Political crusaders have long sought to lift up the downtrodden, comfort the afflicted, and empower the defenseless. Scott Crider, the founder of Dogs Against Romney, says he fits squarely into this grand tradition.
His mission: Make sure every American voter knows that once, 29 years ago, Mitt Romney drove for 12 hours to Canada with the family’s Irish setter, Seamus, in a crate on the roof.
“I’m just a guy who is trying to give a voice to the voiceless,’’ said Crider, a 47-year-old from Gulf Shores, Ala., who says his unstinting dedication to the Seamus story has become a “24/7’’ pursuit that has crowded out his day job as a marketing consultant.
“For me, this dog thing is a deal-breaker,’’ he said. “I’m doing it because I genuinely feel like this speaks to his character.’’
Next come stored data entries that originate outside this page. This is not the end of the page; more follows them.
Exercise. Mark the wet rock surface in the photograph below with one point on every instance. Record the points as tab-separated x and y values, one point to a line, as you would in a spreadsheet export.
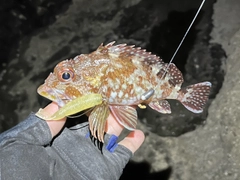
178	146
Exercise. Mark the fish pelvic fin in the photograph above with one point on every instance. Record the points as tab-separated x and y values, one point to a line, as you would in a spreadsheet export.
194	97
97	121
125	115
161	106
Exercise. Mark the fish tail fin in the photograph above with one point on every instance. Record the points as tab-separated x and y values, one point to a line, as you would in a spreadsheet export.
194	97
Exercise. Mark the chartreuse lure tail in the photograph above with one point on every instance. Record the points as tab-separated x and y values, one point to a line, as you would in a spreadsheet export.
74	106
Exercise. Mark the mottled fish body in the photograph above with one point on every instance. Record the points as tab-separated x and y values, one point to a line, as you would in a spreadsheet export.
124	76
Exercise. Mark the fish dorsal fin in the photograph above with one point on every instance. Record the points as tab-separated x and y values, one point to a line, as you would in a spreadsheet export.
125	115
161	106
125	51
173	73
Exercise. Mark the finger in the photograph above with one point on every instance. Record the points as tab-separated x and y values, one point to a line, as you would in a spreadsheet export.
133	141
113	127
54	126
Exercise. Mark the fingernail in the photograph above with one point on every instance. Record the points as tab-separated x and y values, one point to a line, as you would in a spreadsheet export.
111	146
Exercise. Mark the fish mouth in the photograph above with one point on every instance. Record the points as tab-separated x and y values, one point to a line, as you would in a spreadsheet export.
55	95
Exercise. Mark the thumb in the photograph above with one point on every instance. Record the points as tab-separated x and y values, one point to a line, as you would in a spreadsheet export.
133	141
For anyone who has not read a Gail Collins column in the New York Times, seen the cover of the March 12 New Yorker, or happened across a late-night comedy bit, the tale of Seamus has become one of the enduring narratives of the 2012 presidential campaign.
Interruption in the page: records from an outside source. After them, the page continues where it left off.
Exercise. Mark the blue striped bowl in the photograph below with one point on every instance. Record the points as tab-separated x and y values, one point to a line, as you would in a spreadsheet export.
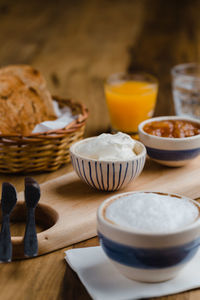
107	175
144	256
173	152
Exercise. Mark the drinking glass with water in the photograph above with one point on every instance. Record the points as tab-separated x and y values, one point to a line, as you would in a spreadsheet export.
186	89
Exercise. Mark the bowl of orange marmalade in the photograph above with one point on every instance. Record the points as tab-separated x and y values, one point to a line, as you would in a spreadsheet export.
171	140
As originally recounted in a 2007 Globe series about Romney’s life, Romney put Seamus in a crate with a windscreen atop the family’s station wagon for a summertime ride from Boston to a lake house in Ontario.
Sometime during that sojourn, however, Seamus soiled the crate and the car’s rear window. Romney pulled into a gas station, hosed down Seamus, and returned him to his rooftop carrier for the duration of the trip.
The Globe cited the anecdote as an example of Romney’s “emotion-free crisis management.’’
Crider did not see it that way.
“It struck me as really an odd and very cold thing to do to a pet,’’ he said.
A day after he read the account in 2007, a movement was born.
Crider launched a blog about Seamus, written from the perspective of Rusty, a slightly startled-looking brown mutt, who asks readers to “help me get my message out’’ that “Mitt Romney is mean to dogs.’’ Crider says his goal was just to entertain his friends, but the blog was picked up by news sites.
Within 10 days, he said, the site had attracted more than 1 million visitors.
“It has just been a steady upward growth since then,’’ he said.
The Dogs Against Romney Facebook page now has more than 38,000 members. The blog, he said, draws between 4,000 and 6,000 visitors every day.
Its followers have taken to the streets. Last month they protested outside the Westminster dog show in New York, carrying signs that read,“Dogs aren’t luggage’’ and “I ride inside!’’
Last week they demonstrated outside the Humane Society’s “Bark in The Park’’ expo in Tampa. On Monday they plan to protest outside a Romney fund-raiser in Peoria, Ill. Crider has also started a petition to compel Congress to “Ban Animals on Roofs of Cars (B.A.R.C.).’’
“It obviously resonates with a lot of animal lovers and pet owners,’’ said Tim Heberlein, a 29-year-old consumer rights activist who attended the Dogs Against Romney rally in Tampa. “I have two cats,and I definitely wouldn’t strap them to the top of my car.’’
A minor political crisis beset the group when it was revealed that Americans United For Change, a liberal group, helped publicize the protest at the Westminster dog show, undercutting Crider’s claim that he is driven by purely nonpartisan canine-centric concerns.
But Crider, who owns a 13-year-old chocolate lab named Cocoa, insists he was just happy for the publicity. A self-described independent voter with moderate views, he pointed out that aides to Rick Santorum and Newt Gingrich have also latched onto the Seamus story to cast Romney as inhumane.
Romney has denied any mistreatment of Seamus.
“This is a completely airtight kennel, mounted on the top of our car,’’ he told Fox News last year. “He climbed up there regularly, enjoyed himself.’’ With five children in the car, he added, “my guess is he liked it a lot better in his kennel than he would have liked it inside.’’
Crider is not persuaded. Sounding every bit the activist committed to his cause, he said he is determined to keep dogging Romney with the story of Seamus.
“This story gets people at an emotional level,’’ he said.